At first, people who wanted land north of Melrose saw Goyder’s Line as a nuisance. Many believed that rain followed the plough.
Their pressure led to more pastoral land being resumed by the government and surveyed into smaller blocks for farmers.
As the wheat farms pushed north in the 1870s, new land was surveyed into neat rectangles, called Hundreds. The size of Hundreds varied. Within the Hundreds, the shape of sections varied according to the best routes for travel, and therefore with terrain.
Surveyors choosing sites for towns had to consider ‘convenience for water, stone, drainage, communication with the metropolis and access to the seaboard’ (Mincham 1980:40).
Although Goyder had recommended against farming north of his Line, he now had to organise surveys to cut up the pastoral lease land for agricultural settlement.
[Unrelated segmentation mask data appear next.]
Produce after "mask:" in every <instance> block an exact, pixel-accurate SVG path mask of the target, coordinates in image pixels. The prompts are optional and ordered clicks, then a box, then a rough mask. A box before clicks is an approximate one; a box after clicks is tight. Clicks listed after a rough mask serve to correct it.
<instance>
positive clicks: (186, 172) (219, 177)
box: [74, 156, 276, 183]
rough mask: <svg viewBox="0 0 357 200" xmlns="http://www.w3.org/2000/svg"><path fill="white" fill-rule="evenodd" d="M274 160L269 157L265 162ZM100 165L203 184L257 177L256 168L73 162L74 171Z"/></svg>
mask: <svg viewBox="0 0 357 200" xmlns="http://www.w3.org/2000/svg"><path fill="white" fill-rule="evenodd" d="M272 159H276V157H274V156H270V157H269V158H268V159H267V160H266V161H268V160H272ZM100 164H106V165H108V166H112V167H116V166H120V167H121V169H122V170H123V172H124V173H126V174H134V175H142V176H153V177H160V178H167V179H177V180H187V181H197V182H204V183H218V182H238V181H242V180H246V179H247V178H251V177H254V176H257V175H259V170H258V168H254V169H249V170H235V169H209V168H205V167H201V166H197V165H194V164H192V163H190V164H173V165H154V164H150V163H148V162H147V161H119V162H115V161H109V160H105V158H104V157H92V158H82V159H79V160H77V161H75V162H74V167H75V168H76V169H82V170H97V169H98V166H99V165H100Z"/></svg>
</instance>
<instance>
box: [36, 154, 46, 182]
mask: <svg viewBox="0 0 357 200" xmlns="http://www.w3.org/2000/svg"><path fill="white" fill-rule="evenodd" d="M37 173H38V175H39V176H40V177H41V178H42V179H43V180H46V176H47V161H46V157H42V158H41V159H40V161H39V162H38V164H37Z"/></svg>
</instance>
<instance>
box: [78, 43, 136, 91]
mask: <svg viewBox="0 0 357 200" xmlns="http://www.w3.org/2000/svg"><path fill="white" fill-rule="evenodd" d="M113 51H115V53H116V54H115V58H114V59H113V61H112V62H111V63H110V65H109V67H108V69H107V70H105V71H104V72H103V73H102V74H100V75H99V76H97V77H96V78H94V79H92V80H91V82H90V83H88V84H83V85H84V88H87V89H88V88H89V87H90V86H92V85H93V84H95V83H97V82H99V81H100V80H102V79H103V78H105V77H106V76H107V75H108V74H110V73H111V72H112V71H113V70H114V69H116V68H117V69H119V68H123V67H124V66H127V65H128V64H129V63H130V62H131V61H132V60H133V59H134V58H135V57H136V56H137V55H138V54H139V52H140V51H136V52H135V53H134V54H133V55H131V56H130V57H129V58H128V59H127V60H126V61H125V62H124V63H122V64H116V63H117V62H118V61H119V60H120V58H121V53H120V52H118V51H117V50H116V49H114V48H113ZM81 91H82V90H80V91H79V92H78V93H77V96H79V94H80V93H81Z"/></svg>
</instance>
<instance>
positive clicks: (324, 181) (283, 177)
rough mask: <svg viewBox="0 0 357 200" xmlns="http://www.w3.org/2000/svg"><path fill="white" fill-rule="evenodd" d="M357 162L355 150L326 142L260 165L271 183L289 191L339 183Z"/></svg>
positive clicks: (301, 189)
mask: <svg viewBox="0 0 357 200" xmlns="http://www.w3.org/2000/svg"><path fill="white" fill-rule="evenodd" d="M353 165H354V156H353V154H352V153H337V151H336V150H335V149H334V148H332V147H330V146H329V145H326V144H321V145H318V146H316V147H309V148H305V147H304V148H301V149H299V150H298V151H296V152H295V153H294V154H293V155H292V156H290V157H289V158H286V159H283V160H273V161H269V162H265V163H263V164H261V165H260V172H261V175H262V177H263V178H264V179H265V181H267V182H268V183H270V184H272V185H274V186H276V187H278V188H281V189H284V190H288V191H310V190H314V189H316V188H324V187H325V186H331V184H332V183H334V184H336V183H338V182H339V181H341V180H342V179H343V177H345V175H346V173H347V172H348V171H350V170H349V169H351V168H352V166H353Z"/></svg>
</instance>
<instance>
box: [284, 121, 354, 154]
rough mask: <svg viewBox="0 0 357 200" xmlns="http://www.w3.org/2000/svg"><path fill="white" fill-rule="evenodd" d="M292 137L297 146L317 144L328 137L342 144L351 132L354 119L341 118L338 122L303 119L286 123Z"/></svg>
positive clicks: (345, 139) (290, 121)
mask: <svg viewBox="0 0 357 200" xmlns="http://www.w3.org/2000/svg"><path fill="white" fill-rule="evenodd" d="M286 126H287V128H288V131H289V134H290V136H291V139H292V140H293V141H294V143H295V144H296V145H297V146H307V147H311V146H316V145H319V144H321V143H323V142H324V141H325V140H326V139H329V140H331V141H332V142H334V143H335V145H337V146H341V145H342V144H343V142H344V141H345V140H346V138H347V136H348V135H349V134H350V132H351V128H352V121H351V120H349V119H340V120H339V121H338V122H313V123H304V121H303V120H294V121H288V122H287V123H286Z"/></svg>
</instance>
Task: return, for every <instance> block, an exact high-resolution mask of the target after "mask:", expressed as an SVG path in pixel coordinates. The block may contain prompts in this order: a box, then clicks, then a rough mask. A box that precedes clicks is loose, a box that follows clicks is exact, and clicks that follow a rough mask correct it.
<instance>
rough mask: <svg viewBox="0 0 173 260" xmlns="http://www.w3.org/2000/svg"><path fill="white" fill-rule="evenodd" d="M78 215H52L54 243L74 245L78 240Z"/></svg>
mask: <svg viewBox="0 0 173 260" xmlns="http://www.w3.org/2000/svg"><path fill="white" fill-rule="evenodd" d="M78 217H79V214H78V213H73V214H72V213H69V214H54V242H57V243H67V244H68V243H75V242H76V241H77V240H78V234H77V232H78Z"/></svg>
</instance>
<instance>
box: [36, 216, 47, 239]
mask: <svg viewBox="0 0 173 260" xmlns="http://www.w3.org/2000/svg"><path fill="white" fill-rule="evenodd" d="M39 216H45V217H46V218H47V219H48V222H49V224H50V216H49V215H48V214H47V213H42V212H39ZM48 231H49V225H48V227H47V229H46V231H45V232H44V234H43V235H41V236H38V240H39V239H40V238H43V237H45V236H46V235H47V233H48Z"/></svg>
In the late 1870s, Goyder’s surveyors were instructed to lay out a continuous stock route 400 metres wide, so that stock could be moved north and south through the lands that would soon be fenced. Cradock and Chapmanton townships were laid out within this route. You can see the surveyed stock route on the western side of the Cradock- Orroroo Road.
Mincham, Hans 1980. Hawker … Hub of the Flinders. Hawker Centenary Committee. Adelaide.
Mincham, Hans 1983. The Story of the Flinders Ranges. (3rd ed). Adelaide, Rigby.